← All papers

Evaluating the Architectural Reasoning Capabilities of LLM Provers via the Obfuscated Natural Number Game

Lixing Li

cs.LG May 1, 2026 · v1

theorem-proving-ml benchmark

Read PDF arXiv abstract Code

TL;DR

Evaluates LLM provers on an obfuscated Natural Number Game in Lean 4 to probe architectural reasoning.

Abstract

While Large Language Models have achieved notable success on formal mathematics benchmarks such as MiniF2F, it remains unclear whether these results stem from genuine logical reasoning or semantic pattern matching against pre-training data. This paper identifies Architectural Reasoning: the ability to synthesize formal proofs using exclusively local axioms and definitions within an alien math domain, as the necessary ability for future automated theorem discovery AI. We use the Obfuscated Natural Number Game, a benchmark to evaluate Architectural Reasoning. By renaming identifiers in the Natural Number Game in Lean 4, we created a zero-knowledge, closed environment. We evaluate state-of-the-art models, finding a universal latency tax where obfuscation increases inference time. The results also reveal a divergence in robustness: while general models (Claude-Sonnet-4.5, GPT-4o) suffer performance degradation, reasoning models (DeepSeek-R1, GPT-5, DeepSeek-Prover-V2) maintain the same accuracy despite the absence of semantic cues. These findings provide a quantitative metric for assessing the true capacity for mathematical reasoning.

Problem

LLMs achieve high scores on formal math benchmarks like MiniF2F, but it is unclear whether this reflects genuine logical reasoning or pattern matching against pre-training data. A method to distinguish these capabilities is needed.

Approach

The authors define Architectural Reasoning as the ability to synthesize proofs using only local axioms in an alien domain, and introduce the Obfuscated Natural Number Game (O-NNG) benchmark. By renaming all identifiers in the Lean 4 Natural Number Game, they create a zero-knowledge closed environment. They evaluate GPT-4o, Claude-Sonnet-4.5, DeepSeek-R1, GPT-5, and DeepSeek-Prover-V2 across varying obfuscation noise levels.
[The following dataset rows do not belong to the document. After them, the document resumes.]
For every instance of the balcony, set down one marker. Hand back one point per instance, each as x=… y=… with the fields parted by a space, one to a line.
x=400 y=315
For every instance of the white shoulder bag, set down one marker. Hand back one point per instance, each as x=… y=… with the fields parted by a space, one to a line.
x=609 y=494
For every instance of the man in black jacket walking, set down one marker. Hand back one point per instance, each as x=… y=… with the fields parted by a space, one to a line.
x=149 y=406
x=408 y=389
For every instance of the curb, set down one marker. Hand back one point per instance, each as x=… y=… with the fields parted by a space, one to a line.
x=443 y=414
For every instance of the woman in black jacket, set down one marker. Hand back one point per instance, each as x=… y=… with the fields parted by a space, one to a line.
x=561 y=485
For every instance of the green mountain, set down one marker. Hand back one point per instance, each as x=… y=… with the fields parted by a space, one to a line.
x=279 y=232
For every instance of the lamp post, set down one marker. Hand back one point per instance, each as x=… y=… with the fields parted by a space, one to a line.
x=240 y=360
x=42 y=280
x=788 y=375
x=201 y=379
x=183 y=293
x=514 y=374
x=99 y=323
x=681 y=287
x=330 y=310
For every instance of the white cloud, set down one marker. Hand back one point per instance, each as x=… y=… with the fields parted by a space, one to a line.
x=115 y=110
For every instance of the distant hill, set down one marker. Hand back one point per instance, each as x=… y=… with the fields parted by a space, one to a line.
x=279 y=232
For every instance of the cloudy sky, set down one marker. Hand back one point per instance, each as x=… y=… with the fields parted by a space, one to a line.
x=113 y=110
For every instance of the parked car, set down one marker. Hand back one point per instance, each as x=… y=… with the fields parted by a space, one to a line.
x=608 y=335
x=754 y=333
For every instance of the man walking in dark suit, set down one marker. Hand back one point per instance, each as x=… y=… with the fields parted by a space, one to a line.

Figure 1: LLM performance metrics across varying noise levels \lambda . The plots illustrate Correct Rate (%) and Average Time (s) for GPT-4o, Claude-Sonnet-4.5, DeepSeek-R1, GPT-5, and DeepSeek-Prover-V2. Error bars represent standard deviation over 5 independent runs.

Results

All models exhibit a latency tax from obfuscation. General models (Claude-Sonnet-4.5, GPT-4o) suffer performance degradation, while reasoning models (DeepSeek-R1, GPT-5, DeepSeek-Prover-V2) maintain accuracy despite the absence of semantic cues. DeepSeek-Prover-V2 shows the highest robustness (p=0.3077 for correct rate change).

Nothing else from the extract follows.